Portrait of Rabbi Julius Baker"The Jewish community came into being two to three hundred years ago, and it ended with the beginning of the destruction of all Jewish presence in Poland. The Jews of Yedwabne were the first to be burned alive - because they were Jews. This was the accomplishment of the Gentile neighbors, the depraved and the defilers of humanity, with the permission of the Nazis, the monsters of history."
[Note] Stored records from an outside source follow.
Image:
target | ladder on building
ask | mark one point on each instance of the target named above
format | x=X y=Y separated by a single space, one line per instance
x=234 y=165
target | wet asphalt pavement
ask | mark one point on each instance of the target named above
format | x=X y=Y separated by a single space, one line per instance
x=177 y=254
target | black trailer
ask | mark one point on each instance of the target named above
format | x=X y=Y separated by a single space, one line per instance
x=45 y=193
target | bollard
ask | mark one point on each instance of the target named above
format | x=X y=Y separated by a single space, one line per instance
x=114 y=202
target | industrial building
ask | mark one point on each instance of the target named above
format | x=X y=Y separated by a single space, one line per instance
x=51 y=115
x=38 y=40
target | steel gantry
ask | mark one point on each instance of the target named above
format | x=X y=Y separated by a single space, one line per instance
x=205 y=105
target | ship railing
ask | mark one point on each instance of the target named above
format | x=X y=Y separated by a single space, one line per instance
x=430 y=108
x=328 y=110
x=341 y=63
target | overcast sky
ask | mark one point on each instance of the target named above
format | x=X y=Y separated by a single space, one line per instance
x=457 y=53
Rabbi Julius L. Baker in his article "The Destruction of the Jewish Community of Jedwabne", Yizkor book [memorial book] Jedwabne, Jerusalem/New York 1980.

 

Portrait of Szmul Waserstzajn"On the morning of July 10, 1941, eight Gestapo men came to town and had a meeting with representatives of the town authorities. When the Gestapo asked what their plans were with respect to the Jews, they said, unanimously, that all Jews must be killed. When the Germans proposed to leave one Jewish family from each profession, local carpenter Bronislaw Szlezinski, who was present, answered: We have enough of our own craftsmen, we have to destroy all the Jews, none should stay alive. Mayor Karolak and everybody else agreed with his words. For this purpose Szlezinski gave his own barn, which stood nearby. After this meeting the bloodbath began… Beards of old Jews were burned, newborn babies were killed at their mothers' breasts, people were beaten murderously and forced to sing and dance. In the end they proceeded to the main action--the burning. The entire town was surrounded by guards so that nobody could escape; then Jews were ordered to line up in a column, four in a row, and the ninety-year-old rabbi and the shochet [Kosher butcher] were put in front, they were given a red banner, and all were ordered to sing and were chased into the barn. Hooligans bestially beat them up on the way… Bloodied and wounded, they were pushed into the barn. Then the barn was doused with kerosene and lit, and the bandits went around to search Jewish homes, to look for the remaining sick and children. The sick people they found they carried to the barn themselves, and as for the little children, they roped a few together by their legs and carried them on their backs, then put them on pitchforks and threw them onto smoldering coals."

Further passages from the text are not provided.